Tackling common data science challenges
By Emma Bellamy on February 4, 2022 - 5 Minute ReadWhen AI is used to solve real world problems and make decisions for businesses, it can be very powerful.
Yet, as data scientists know, there’s a lot of work that goes into getting it there, and the problems facing businesses aren’t always easily solved. The Data Community has come up against some big challenges this year, and in this blog we discuss these common problems and how best to tackle them.
1. Poor quality data
We’ve all heard the saying “garbage in, garbage out.” In other words, that flawed or nonsense input data produces nonsense output.
The data received by data scientists can be incomplete, faulty, inaccurate or really scarce. On top of this, data columns or data labels can be inconsistent or unstructured. It’s just plain MESSY! This makes it hard to achieve high performing optimized results from machine learning models.
Dr. Andrew Ng recently shared a fundamental skill: “using a data-centric approach to machine learning, rather than a model-centric approach, will consistently improve model performance.” This means improving the data in a more systematic way, from removing missing data to making the data more consistent and ensuring that there is enough historic data for the model. Investing effort to improve existing data quality is as effective as collecting the triple amount of the data.
Data quality has to be monitored and improved at every step, so having alerts for when data is missing or outliers are identified is a key step when productionizing the model.
For the Peak data science ops team, who work closely with customers, ensuring that an organization has AI-ready data is a key step during initial conversations with prospective customers. Performing quality assurance and analyzing the accuracy of the data is one of the first steps that Peak’s data scientists perform during those initial conversations. This principle can be applied to any data science project, that it’s important to have confidence in the data before starting to build a model. That is equally true for in-house data professionals.
To learn more about how Peak ingests data, and how the Peak Decision Intelligence platform can help data scientists to analyze the data they will be working with, be sure to read my colleague Vanessa’s blog: Kick-starting a data science project with Peak.
2. Difficult stakeholders
Getting new stakeholders excited about AI is often a hurdle for a data scientist or project owner. Some stakeholders are skeptical of the benefits of the tech, or mistrustful of the machine learning algorithms, and would like all parts of a solution to be transparent and explainable.
For other stakeholders, they may have never experienced working on a data science project and expect the project management to be similar to a typical IT project. The main differences are that data science projects can be pretty unpredictable, and often involve more exploration and iteration than IT projects.
This iterative approach to building data science models helps teams deliver value to their customers quickly, but relies on stakeholders being prepared to work with the data scientists and give feedback on the models. These projects often start with a narrow scope and a minimum viable product (MVP) will be built on a small subset of a businesses portfolio of products.
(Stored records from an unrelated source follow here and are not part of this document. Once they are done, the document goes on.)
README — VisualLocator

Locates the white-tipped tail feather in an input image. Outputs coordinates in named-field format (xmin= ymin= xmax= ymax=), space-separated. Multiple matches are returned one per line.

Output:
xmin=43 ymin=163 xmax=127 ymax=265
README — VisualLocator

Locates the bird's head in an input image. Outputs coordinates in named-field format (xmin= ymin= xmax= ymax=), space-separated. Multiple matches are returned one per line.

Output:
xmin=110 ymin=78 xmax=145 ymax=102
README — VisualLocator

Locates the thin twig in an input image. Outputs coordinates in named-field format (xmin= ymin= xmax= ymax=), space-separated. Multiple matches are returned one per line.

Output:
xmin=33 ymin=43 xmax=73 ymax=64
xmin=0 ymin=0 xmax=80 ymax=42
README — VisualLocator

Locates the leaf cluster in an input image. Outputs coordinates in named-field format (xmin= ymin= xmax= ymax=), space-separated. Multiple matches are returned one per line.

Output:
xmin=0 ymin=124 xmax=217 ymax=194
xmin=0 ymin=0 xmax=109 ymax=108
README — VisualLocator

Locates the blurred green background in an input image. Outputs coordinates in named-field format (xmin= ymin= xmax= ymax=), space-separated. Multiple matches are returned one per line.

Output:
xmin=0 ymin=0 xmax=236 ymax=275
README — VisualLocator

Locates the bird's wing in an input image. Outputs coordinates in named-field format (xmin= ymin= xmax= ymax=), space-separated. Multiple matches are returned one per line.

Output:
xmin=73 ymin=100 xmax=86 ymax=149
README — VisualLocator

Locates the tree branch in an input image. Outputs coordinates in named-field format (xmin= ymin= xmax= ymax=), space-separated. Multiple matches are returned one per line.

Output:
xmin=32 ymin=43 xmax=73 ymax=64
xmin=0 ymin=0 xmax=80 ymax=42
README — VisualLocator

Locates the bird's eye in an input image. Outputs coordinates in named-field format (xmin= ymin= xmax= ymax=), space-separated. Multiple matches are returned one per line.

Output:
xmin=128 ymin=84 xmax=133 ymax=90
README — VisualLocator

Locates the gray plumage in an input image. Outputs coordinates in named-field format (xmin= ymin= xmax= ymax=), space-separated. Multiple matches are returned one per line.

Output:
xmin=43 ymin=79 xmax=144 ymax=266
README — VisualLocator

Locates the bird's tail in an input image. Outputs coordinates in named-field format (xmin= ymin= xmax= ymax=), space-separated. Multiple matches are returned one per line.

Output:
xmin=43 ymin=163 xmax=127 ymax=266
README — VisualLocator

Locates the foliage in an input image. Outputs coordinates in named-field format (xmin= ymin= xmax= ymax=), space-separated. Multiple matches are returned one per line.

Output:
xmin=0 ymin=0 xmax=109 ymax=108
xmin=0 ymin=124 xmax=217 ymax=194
When the MVP has been tested and feedback received on the decisions that it makes, the data scientist can then quickly iterate and expand the scope of the solution, by testing and receiving feedback from the stakeholders.
An all too common problem is a misalignment between the data scientist and the stakeholders on the project goals or outcomes. This may happen when the project proposal is too vague, the data scientist builds the MVP, then it unfolds that what the data scientist expects to deliver and what the stakeholder expects to receive are totally different.
Alternatively, they may agree on the end project goal but, due to different priorities, stakeholders requesting many changes, adding additional requirements, or expecting lots of ad-hoc analysis, the solution build gets held up. A good way to avoid this scenario is to have a tight project scope agreed by everyone before the project begins.
Finally, one of the biggest challenges faced by data scientists is to get buy-in from many different stakeholders within that organization. The original project sponsors may be on board, but there can remain resistance from different departments to understand how data science can solve the problems that they have been experiencing. Data scientists often have to utilize their communication skills to influence people who don’t believe in data-driven decision making or who don’t trust the decisions delivered by the solution (often via super cool data visualizations!) When all stakeholders are aligned, the project can really come alive and turn into a reality.
In our blog, ‘Top tips for data scientists dealing with difficult stakeholders’, Peak’s data scientists share their best nuggets that they’ve learned through experience when it comes to managing data projects.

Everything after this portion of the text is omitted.